Momentum grows to save Toronto planetarium from demolition
Over two years have passed since the University of Toronto announced that it would demolish the McLaughlin Planetarium to build a new museum and academic facility.
During this period, the plans for the future of the site have changed a number of times, but the iconic dome building from 1968 that once dazzled visitors with a view of the heavens remains slated for a wrecking crew.
Ever since the planetarium closed down in 1995, there have been calls for its return, but the campaign to preserve the building as monument of mid-century modernist architecture in Toronto has slowly been building since it was launched after U of T announced its fate as part of redevelopment plans.
Spearheaded by Jeff Balmer, an ex-pat professor of architecture at the University of North Carolina in Charlotte, the efforts to prevent its demolition are rooted not just in its architectural pedigree, but also its use-value.
"In a perfect scenario, U of T would work to resuscitate the Planetarium to its original purpose," Balmer explains. "During its decades-long period of operation, [it] was highly successful, both in terms of its educational mission... and in terms of its financial performance."
The Ontario Science Centre has a planetarium but it pales in size compared to McLaughlin, which served an educational purpose first and foremost (stoner trips to see the Pink Floyd laser light show were secondary, though fun).

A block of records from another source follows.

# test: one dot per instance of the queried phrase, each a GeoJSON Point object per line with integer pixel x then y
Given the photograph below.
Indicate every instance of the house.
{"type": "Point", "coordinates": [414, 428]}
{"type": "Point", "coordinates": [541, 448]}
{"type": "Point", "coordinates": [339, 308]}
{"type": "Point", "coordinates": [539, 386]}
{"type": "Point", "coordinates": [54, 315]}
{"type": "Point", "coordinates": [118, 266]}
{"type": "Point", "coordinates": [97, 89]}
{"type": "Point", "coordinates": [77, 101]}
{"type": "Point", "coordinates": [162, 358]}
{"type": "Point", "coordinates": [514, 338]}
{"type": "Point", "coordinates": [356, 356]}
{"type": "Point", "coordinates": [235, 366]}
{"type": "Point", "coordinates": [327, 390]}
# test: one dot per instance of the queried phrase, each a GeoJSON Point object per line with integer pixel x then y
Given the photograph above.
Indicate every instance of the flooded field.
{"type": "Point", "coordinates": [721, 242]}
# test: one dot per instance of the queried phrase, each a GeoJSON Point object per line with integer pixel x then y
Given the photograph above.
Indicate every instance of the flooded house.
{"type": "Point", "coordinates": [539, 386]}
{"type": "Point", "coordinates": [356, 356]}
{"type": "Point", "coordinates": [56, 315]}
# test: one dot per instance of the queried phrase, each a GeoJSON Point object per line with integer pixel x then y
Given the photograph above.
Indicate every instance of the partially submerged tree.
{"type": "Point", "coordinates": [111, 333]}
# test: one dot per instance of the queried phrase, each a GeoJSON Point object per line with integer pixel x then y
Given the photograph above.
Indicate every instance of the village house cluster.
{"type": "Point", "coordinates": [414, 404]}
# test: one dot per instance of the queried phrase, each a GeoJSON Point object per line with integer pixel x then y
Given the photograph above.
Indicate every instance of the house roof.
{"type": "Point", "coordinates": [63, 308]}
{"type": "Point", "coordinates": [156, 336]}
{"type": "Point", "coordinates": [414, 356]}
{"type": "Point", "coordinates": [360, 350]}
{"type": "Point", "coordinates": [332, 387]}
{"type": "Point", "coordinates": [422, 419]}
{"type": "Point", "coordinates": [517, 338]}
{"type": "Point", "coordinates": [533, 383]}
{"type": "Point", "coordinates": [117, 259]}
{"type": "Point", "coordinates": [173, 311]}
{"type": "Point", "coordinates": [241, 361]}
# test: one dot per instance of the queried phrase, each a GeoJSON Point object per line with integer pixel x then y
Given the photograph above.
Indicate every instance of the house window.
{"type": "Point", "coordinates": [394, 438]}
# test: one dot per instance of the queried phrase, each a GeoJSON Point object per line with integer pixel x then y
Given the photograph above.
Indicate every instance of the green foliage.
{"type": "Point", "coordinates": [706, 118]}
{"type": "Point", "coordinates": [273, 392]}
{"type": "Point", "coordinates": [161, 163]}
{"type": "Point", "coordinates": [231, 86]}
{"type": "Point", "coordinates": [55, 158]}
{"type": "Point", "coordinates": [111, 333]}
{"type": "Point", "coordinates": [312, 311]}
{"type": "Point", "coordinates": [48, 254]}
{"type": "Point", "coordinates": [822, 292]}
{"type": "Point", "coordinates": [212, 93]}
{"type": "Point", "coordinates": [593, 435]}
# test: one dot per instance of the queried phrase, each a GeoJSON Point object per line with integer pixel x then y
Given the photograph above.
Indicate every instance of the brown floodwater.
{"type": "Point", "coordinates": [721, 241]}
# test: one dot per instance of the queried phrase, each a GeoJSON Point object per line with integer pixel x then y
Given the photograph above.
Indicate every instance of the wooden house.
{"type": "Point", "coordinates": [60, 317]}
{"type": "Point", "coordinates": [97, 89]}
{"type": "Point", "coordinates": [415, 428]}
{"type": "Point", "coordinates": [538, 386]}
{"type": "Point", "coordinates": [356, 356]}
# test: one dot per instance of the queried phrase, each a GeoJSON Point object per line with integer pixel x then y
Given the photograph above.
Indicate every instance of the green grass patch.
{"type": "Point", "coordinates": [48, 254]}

That purpose, argues Balmer, has never been more important.
"In a post-fact world, where the fundamental principals of scientific knowledge is being undermined, public planetariums like those in New York, Chicago, L.A., (and once upon a time, Toronto) are significant standard bearers for science education and a bulwark against attempts to undermine public confidence in science."
The campaign to preserve the building has been endorsed by Docomomo (both the international and US divisions), an organization that seeks to catalogue and protect modern architecture, which has helped to bolster the cause.
Balmer has also submitted the McLaughlin Planetarium to the 2018 World Monuments Watch, a list published every two years that catalogues important cultural heritage sites under threat. Inclusion here would help to put the planned demise of the building on more people's radar.
If the broader public discussion surrounding the McLaughlin Planetarium has been mostly quiet as of late that's probably because there's been very little news about its replacement.
A year ago, U of T announced that Diller Scofidio + Renfro would work with architectsAlliance on what will be called the Centre for Civilizations and Cultures, though not designs have been publicly released as of yet.
I'd suspect that calls for the preservation of the planetarium will increase as the redevelopment process moves forward and demolition becomes an imminent threat. In the meantime, Balmer's Facebook group and petition to save the building continue to grow.
He's had some success with preservation in Toronto before, having been a leader in the successful drive to hold Ryerson accountable to its agreement to preserve and re-install the Sam the Record Man sign (which is finally supposed to happen this year). Mid-century architecture can, however, be a tough sell.
Toronto has a troubling relationship with modern buildings, which are often devalued because they're not old enough to be deemed worthy of saving. The list of important buildings that we've torn down from this period is a cultural tragedy. Many would like to save the McLaughlin Planetarium from a similar fate.
"Because Toronto is such a desirable place to live, it has undergone tremendous development pressures, pressures that have led to an acceleration in the demolition of buildings throughout the city," Balmer notes.
"This calls for a renewed focus on preserving whatâs worth keeping, while allowing for the inevitable loss of older building stock of lesser merit... McLaughlin is clearly worthy, not only for its architectural merits, but because of its significance as a public institution remembered fondly and that served a vital public service."